Wednesday, December 14, 2011

DAY 178 -- Music

Music. I was talking with a co worker and I asked him what he was listening to. He said he was looking for music that made one happy.  He said there is a list of music that is advertised to be "Music to make you happy."  I didn't ask him what it was, but I was interested.

Then I started thinking what kind of music made me happy.  I was going to the temple yesterday and all of a sudden, into my subconscious mind entered a strange song that Bonnie and I are singing in our concerts in the upcoming days.  It was Jingle Bells.  My mind wouldn't let it go.  So I was humming Jingle Bells as I entered the temple.  It is not a very "templish" song, and one that makes one happy, but I couldn't get it out of my mind.  Of course when I started the session, it was gone. 

I would think one would hum or sing a hymn or something uplifting rather than Jingle Bells going to the temple.  If it had to be a Christmas song, why didn't my mind grab a hold of The First Nowell, which we are also singing rather than Jingle Bells.

I surely  love singing in this group with Bonnie.  She is such a joy to sing with.  Also our director has taught me to sing much higher than I ever sang before.

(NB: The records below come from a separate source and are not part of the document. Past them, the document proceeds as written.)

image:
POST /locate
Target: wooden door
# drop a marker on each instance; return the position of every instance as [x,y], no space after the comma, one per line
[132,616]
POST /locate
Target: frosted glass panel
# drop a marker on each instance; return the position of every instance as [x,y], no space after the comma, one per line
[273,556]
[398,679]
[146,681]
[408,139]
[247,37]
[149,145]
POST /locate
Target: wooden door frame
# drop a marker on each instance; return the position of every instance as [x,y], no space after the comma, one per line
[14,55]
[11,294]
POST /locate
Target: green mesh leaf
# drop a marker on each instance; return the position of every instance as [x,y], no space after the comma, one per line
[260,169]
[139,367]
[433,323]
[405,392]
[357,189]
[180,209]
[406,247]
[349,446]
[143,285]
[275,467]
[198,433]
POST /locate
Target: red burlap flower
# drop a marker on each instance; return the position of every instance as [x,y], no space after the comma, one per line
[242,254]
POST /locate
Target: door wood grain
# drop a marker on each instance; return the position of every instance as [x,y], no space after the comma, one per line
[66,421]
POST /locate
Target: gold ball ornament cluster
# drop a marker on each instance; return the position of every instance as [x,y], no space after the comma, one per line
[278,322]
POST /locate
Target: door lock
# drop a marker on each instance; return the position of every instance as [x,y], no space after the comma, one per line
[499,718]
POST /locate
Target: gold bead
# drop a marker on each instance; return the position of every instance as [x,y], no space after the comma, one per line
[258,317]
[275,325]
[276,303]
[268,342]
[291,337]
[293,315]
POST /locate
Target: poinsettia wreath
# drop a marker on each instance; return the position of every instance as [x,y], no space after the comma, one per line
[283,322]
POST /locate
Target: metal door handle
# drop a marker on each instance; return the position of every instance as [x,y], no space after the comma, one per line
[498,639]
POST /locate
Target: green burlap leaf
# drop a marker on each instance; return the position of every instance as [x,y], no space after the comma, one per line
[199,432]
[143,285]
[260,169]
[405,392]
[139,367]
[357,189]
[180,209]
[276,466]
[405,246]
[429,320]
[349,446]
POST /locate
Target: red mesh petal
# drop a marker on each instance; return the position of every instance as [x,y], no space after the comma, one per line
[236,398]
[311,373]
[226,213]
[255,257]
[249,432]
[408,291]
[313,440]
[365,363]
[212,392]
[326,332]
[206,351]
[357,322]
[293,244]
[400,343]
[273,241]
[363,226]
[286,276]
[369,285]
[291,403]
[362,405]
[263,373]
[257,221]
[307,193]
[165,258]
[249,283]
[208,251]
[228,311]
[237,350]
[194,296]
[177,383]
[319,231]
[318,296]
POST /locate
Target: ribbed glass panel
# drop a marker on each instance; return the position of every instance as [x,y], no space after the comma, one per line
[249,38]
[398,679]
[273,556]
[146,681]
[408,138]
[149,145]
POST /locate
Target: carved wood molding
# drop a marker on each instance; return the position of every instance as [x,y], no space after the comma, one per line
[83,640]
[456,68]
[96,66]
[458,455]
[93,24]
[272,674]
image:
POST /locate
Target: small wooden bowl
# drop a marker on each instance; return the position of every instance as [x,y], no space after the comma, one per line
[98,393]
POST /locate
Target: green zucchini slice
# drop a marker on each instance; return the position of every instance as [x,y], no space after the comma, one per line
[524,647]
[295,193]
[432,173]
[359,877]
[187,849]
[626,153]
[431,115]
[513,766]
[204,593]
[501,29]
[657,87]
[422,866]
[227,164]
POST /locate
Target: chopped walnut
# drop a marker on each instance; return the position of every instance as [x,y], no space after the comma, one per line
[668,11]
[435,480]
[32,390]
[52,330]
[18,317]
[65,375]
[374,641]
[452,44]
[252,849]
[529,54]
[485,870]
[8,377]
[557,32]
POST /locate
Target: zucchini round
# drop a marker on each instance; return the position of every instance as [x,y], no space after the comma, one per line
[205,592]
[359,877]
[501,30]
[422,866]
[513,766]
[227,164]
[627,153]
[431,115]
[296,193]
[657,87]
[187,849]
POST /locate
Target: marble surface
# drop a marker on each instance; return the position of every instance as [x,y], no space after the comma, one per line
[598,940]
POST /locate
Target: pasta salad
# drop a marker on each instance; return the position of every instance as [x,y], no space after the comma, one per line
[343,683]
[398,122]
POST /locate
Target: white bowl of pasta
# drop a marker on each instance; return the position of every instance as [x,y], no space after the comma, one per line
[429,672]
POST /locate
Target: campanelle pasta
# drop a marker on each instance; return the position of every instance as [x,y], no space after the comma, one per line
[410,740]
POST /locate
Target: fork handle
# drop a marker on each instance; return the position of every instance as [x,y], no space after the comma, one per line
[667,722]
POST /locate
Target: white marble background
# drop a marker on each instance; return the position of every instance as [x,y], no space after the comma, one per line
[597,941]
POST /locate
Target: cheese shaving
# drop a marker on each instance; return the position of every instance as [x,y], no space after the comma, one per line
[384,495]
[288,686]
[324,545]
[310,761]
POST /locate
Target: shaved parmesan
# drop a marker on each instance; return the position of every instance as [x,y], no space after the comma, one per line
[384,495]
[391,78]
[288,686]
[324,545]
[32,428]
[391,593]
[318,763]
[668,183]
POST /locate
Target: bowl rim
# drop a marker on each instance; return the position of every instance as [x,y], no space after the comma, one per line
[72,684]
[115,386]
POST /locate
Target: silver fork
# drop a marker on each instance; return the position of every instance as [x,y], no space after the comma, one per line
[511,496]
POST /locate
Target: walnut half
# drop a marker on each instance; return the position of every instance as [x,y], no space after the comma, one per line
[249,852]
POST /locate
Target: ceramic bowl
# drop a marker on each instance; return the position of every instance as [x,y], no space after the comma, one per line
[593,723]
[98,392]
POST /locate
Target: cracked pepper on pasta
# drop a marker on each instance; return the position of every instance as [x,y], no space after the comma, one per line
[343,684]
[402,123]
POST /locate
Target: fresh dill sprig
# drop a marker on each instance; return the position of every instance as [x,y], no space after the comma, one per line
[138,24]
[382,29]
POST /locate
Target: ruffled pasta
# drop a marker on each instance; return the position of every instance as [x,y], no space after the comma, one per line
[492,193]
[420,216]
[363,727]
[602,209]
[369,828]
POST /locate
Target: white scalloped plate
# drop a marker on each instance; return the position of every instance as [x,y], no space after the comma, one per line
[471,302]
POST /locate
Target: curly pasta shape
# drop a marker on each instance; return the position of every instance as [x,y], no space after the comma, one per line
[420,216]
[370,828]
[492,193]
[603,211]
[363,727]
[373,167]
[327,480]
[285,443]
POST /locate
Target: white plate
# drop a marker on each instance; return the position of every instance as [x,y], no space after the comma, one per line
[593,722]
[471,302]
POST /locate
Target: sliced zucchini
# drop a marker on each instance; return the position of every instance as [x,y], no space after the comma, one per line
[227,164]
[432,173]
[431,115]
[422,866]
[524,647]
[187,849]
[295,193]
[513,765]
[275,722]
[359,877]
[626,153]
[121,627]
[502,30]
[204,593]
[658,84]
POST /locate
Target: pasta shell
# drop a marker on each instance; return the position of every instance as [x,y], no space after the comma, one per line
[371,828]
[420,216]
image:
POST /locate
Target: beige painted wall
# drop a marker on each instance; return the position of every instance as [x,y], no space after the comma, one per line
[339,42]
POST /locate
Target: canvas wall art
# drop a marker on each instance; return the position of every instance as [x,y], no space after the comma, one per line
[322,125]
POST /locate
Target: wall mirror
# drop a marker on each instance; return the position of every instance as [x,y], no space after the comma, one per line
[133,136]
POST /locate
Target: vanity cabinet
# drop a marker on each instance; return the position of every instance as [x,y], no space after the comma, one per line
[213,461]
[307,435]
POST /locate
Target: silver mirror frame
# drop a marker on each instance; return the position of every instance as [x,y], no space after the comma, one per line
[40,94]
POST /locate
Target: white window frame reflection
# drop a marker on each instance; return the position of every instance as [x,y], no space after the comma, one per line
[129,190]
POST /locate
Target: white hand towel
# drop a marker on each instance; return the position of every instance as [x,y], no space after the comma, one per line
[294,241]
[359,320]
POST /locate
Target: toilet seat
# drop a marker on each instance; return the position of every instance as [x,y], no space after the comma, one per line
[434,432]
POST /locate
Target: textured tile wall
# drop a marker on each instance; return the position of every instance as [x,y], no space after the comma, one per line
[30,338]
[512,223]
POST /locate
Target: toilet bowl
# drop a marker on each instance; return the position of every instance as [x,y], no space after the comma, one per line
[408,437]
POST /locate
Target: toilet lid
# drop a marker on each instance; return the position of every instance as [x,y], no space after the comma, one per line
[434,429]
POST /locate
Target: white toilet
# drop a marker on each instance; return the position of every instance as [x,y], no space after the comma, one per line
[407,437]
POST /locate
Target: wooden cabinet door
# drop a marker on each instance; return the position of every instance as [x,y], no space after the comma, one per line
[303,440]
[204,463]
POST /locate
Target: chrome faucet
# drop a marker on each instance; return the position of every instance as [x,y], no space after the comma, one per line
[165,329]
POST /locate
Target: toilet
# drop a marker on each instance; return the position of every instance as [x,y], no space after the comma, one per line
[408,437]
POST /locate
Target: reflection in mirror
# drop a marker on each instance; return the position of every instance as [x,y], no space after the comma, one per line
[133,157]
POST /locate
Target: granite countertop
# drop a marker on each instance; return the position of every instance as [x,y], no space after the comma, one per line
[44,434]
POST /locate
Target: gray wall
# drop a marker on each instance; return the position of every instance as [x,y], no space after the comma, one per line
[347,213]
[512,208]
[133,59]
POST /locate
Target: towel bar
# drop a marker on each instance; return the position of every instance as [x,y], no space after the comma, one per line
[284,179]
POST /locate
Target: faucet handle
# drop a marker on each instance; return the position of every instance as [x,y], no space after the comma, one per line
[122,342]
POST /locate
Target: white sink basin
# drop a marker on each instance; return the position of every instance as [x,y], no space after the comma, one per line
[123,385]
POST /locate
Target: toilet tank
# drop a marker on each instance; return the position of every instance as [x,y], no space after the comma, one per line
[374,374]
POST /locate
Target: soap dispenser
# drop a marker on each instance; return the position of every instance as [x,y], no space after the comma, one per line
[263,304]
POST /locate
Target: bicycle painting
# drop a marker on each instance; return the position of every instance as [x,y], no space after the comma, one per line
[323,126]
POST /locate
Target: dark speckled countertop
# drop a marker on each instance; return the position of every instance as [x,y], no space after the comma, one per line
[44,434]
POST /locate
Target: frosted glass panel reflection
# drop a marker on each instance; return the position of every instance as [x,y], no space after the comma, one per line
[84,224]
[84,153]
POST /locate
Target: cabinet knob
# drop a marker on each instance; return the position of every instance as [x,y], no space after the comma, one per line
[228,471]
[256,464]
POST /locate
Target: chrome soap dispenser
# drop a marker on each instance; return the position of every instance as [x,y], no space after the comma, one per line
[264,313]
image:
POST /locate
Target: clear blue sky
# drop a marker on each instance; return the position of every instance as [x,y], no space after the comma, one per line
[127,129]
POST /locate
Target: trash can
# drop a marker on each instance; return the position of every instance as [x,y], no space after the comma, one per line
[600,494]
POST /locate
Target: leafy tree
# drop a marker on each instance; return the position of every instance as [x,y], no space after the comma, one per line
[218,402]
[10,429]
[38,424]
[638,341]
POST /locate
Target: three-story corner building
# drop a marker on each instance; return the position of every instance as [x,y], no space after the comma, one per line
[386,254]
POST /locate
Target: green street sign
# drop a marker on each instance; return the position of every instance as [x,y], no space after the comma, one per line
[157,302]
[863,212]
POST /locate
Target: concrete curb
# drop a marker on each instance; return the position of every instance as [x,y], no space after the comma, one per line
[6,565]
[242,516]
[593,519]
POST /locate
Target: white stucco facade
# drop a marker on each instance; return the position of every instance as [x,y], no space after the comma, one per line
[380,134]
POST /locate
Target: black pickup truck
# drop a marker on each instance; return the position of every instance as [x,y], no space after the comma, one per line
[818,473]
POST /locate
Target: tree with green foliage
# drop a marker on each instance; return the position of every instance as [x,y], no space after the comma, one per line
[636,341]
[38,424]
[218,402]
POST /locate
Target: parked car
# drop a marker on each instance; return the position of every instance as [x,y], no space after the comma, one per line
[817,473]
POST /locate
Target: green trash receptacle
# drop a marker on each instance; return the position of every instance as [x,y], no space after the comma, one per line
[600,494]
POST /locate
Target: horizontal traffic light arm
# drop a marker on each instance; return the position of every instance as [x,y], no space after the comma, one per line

I am a low bass, and now I can almost reach the tenor notes, that once were way to high to even think of reaching.  I am a changed singer.

I find myself always having some music in my mind.  In fact, once in a while I start humming a song I knew as I was growing up, long ago.  Bonnie hearing it, always asks why I hum that song.  It is one I hum when I don't have anything else to think about.  I can't even remember it, but it is one from my far past.  It is a song that was on the radio with a popular group singing it.  Don't know why.  I would rather be humming "Come Thou Fount..." rather than that one, but my sub conscious mind has a mind of it's own.  Oh well, can my sub conscious have it's own mind.  I believe I will request the government give me $50,000 to do research to try to figure out if my mind has a mind.  I have heard them give money for dumber things.  Maybe that is where  I need to get that money, part of one of my dreams.  Music can change the world, it can chang me, and it has changed many.